Le système d’aides actuel, en particulier les bourses du CROUS, n’apporte pas de solutions pérennes à tous ces jeunes. Si 38 % d’entre eux touchent une bourse, la faiblesse des montants, les effets de seuil et une mauvaise prise en compte des situations particulières ne permettent pas à ces bourses d’être pleinement efficaces. La solidarité familiale ne peut seule combler ces lacunes, 31 % des étudiants ne recevant pas d’aide de leur famille.

Si l’emploi étudiant, qui fait souvent concurrence aux études, était déjà un problème avant la crise, il l’est d’autant plus aujourd’hui où l’on mesure la précarité de ces jobs dits étudiants. Ne pas lutter contre le salariat contraint, c’est accepter, chers collègues, la situation de ces jeunes qui, ayant perdu leur emploi du fait du confinement, se tournent aujourd’hui vers les associations caritatives. Le versement, conditionné au respect des obligations scolaires, d’une somme fixe permettant à chaque étudiant de vivre dignement et de se consacrer à ses études est incontournable.

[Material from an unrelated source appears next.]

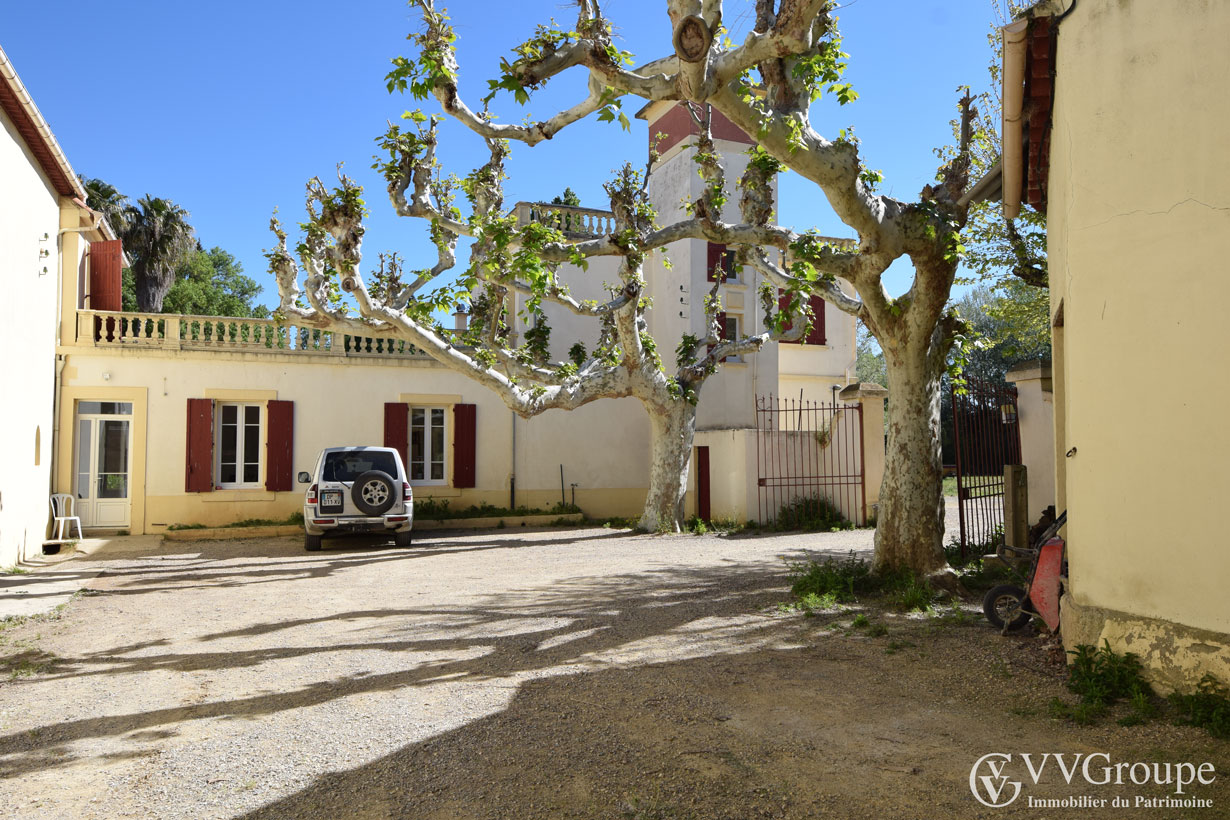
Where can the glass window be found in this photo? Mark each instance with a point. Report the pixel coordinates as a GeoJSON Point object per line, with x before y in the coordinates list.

Ce versement répondrait à une autre logique que celle des bourses : il reconnaîtrait le travail fourni par l’étudiant. Un statut social de l’étudiant est à définir, même s’il ne relève pas du salariat classique, au sein des mécanismes de production. Je propose donc de reconnaître formellement le travail étudiant comme processus de qualification tant technique que sociale, ouvrant droit à rémunération. Loin d’être nouvelle, cette idée est constitutive du syndicalisme étudiant. La charte de Grenoble de 1946, qui en est la base, reconnaît explicitement la qualité de travailleur au jeune en études. Son article 4 dispose qu’en tant que travailleur, l’étudiant a droit au travail et au repos dans les meilleures conditions et dans l’indépendance matérielle.

Depuis, l’affirmation du fait que l’étudiant est un travailleur continue d’irriguer les revendications de nombre d’organisations de jeunesse, qui réclament une allocation d’autonomie ou un revenu ou salaire étudiant. L’étudiant qui fournit un travail produisant une valeur présente et future le fait sans pour autant que cela lui procure une rémunération. Certains vont toucher des aides selon leur situation familiale, d’autres n’auront pas droit aux bourses, mais aucun ne touchera de l’argent au titre de sa qualité d’étudiant. De surcroît, quand l’étudiant travaille contre rémunération dans le cadre de ses études, que cela soit en stage ou en alternance, il touche la plupart du temps une rémunération bien au-dessous du SMIC, ce qui est une forme de double peine puisqu’il ne lui est jamais reconnu un statut plein et entier du fait de son travail.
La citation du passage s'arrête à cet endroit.